A long way from a record, the Alaska fire season is winding down at last with the long-term consequences far from clear.

The good news is no one died, although a number of firefighters suffered burns after falling into ash pits while battling the Swan Lake and McKinley fires in the Southcentral part of the state, according to state Division of Forestry spokesman Tim Mowry.

The latter fire also claimed 52 homes, three businesses and 84 outbuildings, according to the Matanuska-Susitna Borough. Meanwhile, the state’s largest city – caught between the Swan Lake fire to the south and the McKinley fire to the north – repeatedly suffered some of the worst air quality in the country. 

Alaska in flames attracted plenty of media attention, too.

“‘Unprecedented’ wildfires ravage the Arctic,” CNN reported in June above a story reporting that “the fires themselves contribute to the climate crisis by releasing carbon dioxide (CO2) into the atmosphere.”

Only it’s not that simple, according to a variety of scientists, who contend fire history is regularly distorted by those who want to believe it another global warming/climate change disaster.

Wildfires, they point out, have long been a norm and apparently more so in the past than today.

Douglas Hamilton at Leeds University in the United Kingdom (UK) and others who took a long look at the history of fire in the geologic and historic records concluded, “fire occurrence increased to a peak around 1850…before declining to present-day levels. Paleoenvironmental archives therefore suggest that preindustrial fire activity was similar to present-day activity, if not higher. This runs contrary to existing ideas about the pristine nature of the Earth system in the preindustrial (period).”

His group’s peer-reviewed study on the subject was published in Nature Communications in August 2018.

“Fire is an essential component of the ecosystem and life has grown with it being present and thus incorporated it within its cycles,” Hamilton said in an email.

Despite a lot of hype about wildfires adding to CO2 in the atmosphere, they do not appear to play a major role in the build up the main greenhouse gas that keeps solar energy striking the earth from bouncing back into space as soon as the sun sets.

The Leeds study tracked fire history by looking for “black carbon,” ie. soot, in ice cores from glaciers to try to get a handle on past fires to determine the role of today’s fires in future global warming.

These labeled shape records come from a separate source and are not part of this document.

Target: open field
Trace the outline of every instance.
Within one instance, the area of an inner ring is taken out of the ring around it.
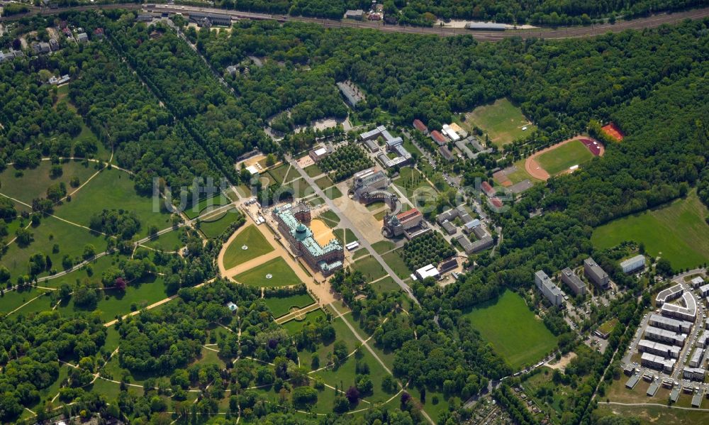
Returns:
[[[248,247],[244,250],[243,245]],[[255,226],[250,225],[234,238],[224,253],[224,267],[231,268],[245,261],[256,258],[273,250],[273,247],[264,237],[261,231]]]
[[[408,277],[408,275],[411,273],[411,272],[409,271],[408,267],[406,267],[406,264],[403,262],[403,258],[402,258],[400,255],[401,250],[403,250],[392,251],[384,254],[381,257],[384,259],[386,264],[391,267],[391,270],[396,273],[397,276],[401,279],[406,279],[406,277]]]
[[[272,275],[271,279],[266,277]],[[291,286],[301,282],[286,261],[278,257],[255,267],[247,272],[234,276],[237,282],[258,287]]]
[[[199,223],[199,230],[207,238],[216,238],[223,233],[228,227],[241,217],[241,213],[232,208],[215,217],[209,217]]]
[[[376,280],[386,275],[386,272],[381,267],[381,265],[372,256],[357,260],[352,265],[352,268],[362,272],[362,275],[367,278],[367,282]]]
[[[574,140],[542,153],[537,158],[537,161],[550,175],[556,175],[593,158],[593,155],[584,143]]]
[[[184,215],[190,219],[194,219],[197,216],[208,212],[210,209],[220,205],[225,205],[231,201],[225,195],[219,194],[211,196],[208,198],[201,199],[196,205],[185,209]]]
[[[498,147],[534,131],[535,127],[509,100],[498,99],[494,103],[478,106],[466,114],[466,121],[483,129],[490,141]],[[527,130],[522,128],[526,126]]]
[[[675,269],[694,267],[709,258],[708,214],[693,192],[686,199],[597,227],[591,241],[600,249],[623,241],[642,242],[649,255],[666,258]]]
[[[315,321],[317,320],[318,317],[322,317],[323,319],[326,317],[325,313],[323,313],[323,310],[320,310],[320,309],[306,313],[306,317],[303,320],[296,320],[294,319],[293,320],[286,321],[281,326],[282,326],[283,329],[285,329],[290,335],[295,335],[303,329],[303,326],[306,324],[315,323]]]
[[[184,234],[184,228],[178,228],[157,236],[143,243],[145,246],[149,246],[154,249],[162,250],[165,251],[176,250],[175,248],[180,248],[184,245],[184,243],[180,238]]]
[[[130,176],[116,169],[104,170],[72,198],[71,202],[65,202],[57,209],[56,214],[83,226],[89,225],[91,215],[104,209],[135,212],[140,221],[138,234],[141,237],[147,236],[150,226],[161,229],[172,224],[169,214],[156,211],[152,198],[138,195]]]
[[[0,296],[0,313],[9,313],[46,292],[45,289],[34,287],[23,288],[18,291],[4,291]]]
[[[398,291],[401,289],[398,284],[394,282],[394,280],[391,276],[387,276],[384,279],[381,279],[376,282],[373,282],[370,285],[372,285],[372,287],[374,287],[374,290],[377,292]]]
[[[514,369],[541,360],[557,346],[557,338],[511,291],[464,316]]]
[[[167,296],[162,277],[149,276],[138,282],[131,282],[123,292],[117,289],[101,291],[95,307],[79,307],[74,304],[74,299],[72,298],[67,304],[60,304],[57,309],[68,315],[81,311],[101,311],[101,320],[108,321],[116,319],[116,316],[140,310]]]
[[[83,184],[96,172],[94,162],[85,165],[79,161],[72,160],[61,165],[62,175],[54,179],[49,174],[52,167],[50,161],[42,161],[36,168],[22,170],[20,176],[16,176],[16,172],[18,172],[14,167],[8,167],[0,173],[0,182],[2,182],[0,193],[26,204],[32,204],[35,198],[46,197],[47,188],[52,184],[63,182],[67,185],[67,192],[71,193],[74,190],[69,184],[72,177],[79,177],[79,184]]]
[[[0,265],[10,270],[13,282],[17,276],[28,273],[30,257],[35,253],[49,255],[52,260],[52,268],[60,271],[63,270],[62,258],[64,255],[69,255],[74,263],[83,260],[82,255],[86,244],[93,245],[96,253],[106,250],[106,242],[103,236],[92,234],[86,228],[62,221],[55,217],[45,216],[39,226],[30,226],[28,230],[33,234],[34,241],[23,247],[12,243],[0,259]],[[55,244],[59,245],[57,253],[54,253]],[[40,273],[40,275],[45,274]]]
[[[264,301],[268,308],[271,309],[274,317],[280,317],[286,314],[291,307],[301,309],[313,302],[313,297],[307,293],[290,297],[269,297]]]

When soot drifts into and deposits on areas normally covered with snow and ice, they began to absorb sunlight and store heat rather than immediately reflecting the solar energy back toward space.

Hamilton’s “reassessment of pre-industrial fire emissions” concluded current models for future climate over-estimate the effect of black carbon by ignoring its history. The study follows on another, which Hamilton pointed out, that concluded historical wildfire trends have also been widely miscalculated.

That study by Stefan H. Doeer and Cristina Santín at the United Kingdom’s Swansea University is titled “Global trends in wildfire and its impacts: perceptions versus realities in a changing world.” It was peer-reviewed and published by Royal Society Publishing – Biological Sciences in 2016.

“Human societies have coexisted with fire since their emergence,” Doeer and Santín wrote. “Yet many consider wildfire as an accelerating problem, with widely held perceptions both in the media and scientific papers of increasing fire occurrence, severity and resulting losses. However, important exceptions aside, the quantitative evidence available does not support these perceived overall trends. Instead, global area burned appears to have overall declined over past decades, and there is increasing evidence that there is less fire in the global landscape today than centuries ago.”

The misperceptions were broadly evident in Alaska this year.

Hyping

The state was widely reported to be struggling with one of its “worst wildfire seasons” as parts of Alaska suffered through a drought and the warmest summer on record.

“For residents of Anchorage, July’s wildfire and unprecedented temperatures plus the current McKinley Fire confirm that global heating has changed life forever,” The Guardian proclaimed. 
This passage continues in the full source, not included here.